Las promesas de la burocracia con respecto a la normalización no se cumplieron oportunamente, apelaron a las consabidas medidas dilatorias. Pero los obreros metalúrgicos continuaron con su lucha irrenunciable, recibieron el apoyo de los gremios combativos y clasistas del país en lucha contra la burocracia y también, el inefable aporte de las tendencias político militares. Así, en el tiempo que medió entre el Villazo y las elecciones de noviembre se produjeron planes de lucha de los trabajadores –quite de colaboración-; el plenario antiburocrático del 20 de abril de 1974 realizado en el club Riberas del Paraná, contando con la presencia de Agustín Tosco, Rene Salamanca y Jorge Di Pascuale y el secuestro de Erich Breuss, gerente de Acindar, operación realizada por el PRT-ERP, por cuyo rescate se solicitaba las reivindicaciones que demandaban los obreros. Como confluencia de todos estos factores y sin intentar dilucidar cual fue el determinante y si alguno de ellos actuó como catalizador que retardó o aceleró el proceso que condujo a las elecciones; el 1 de diciembre de 1974, los integrantes de la lista Marrón asumían, por poco más de tres meses, la conducción de la seccional local de la UOM.

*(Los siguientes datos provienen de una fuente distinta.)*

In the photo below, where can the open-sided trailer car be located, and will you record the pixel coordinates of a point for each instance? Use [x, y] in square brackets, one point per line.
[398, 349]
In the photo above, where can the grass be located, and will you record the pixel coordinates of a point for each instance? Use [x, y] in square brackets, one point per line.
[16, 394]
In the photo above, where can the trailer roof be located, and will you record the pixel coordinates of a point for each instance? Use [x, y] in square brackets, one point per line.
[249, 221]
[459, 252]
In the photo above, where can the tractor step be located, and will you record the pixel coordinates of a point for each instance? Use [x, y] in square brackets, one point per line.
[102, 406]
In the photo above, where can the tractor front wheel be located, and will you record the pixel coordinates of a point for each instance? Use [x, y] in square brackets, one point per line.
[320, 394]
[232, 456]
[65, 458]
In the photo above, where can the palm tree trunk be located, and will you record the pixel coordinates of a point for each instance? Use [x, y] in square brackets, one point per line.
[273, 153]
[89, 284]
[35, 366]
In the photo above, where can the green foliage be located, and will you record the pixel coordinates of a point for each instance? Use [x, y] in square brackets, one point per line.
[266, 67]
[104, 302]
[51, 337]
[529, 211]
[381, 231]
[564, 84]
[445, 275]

[1] Instituto Superior del Profesorado Nº 3 “Eduardo Lafferriere”.
[2] Entrevista con Victorio Paulón, Villa Constitución, 22 de noviembre de l995.

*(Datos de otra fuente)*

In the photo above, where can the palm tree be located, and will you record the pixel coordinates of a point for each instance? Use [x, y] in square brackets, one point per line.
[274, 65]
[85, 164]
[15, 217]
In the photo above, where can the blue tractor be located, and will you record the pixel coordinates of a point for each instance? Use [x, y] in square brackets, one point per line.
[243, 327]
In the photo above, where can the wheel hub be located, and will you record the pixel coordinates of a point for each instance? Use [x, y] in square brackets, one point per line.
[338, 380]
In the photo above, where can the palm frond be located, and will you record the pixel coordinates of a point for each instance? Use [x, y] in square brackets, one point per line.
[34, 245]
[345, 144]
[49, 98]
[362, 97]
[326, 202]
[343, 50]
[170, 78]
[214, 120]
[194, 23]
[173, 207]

[3] Entrevista con Juan Actis, Villa Constitución, 23 de agosto de 1994.
[4] Extraído del informe del Comité de Lucha de marzo de l974 reproducido en Winter, Jorge. "La lucha por la democracia sindical en la UOM de Villa Constitución". Hechos y protagonistas de las luchas obreras argentinas, Año 2, Nº 7, Bs As, De. Experiencia, marzo de l985.
[5] Entrevista con Alberto Piccinini, Villa Constitución
[6] Véase López, María Eva y Novillo, Marcela. "La configuración de un frente de masas en marzo de l974". Instituto Superior del Profesorado Nº 3, Seminario de Integración y Síntesis, Villa Constitución, mimeo, l996. pag. 19-22.
[7] Para más detalles, véase Actis, Juan. Las luchas de los obreros metalúrgicos y del pueblo de Villa Constitución. 1970-1975. Villa Constitución, Instituto Superior del Profesorado Nº 3 “Eduardo Lafferriere”, mimeo, 1992.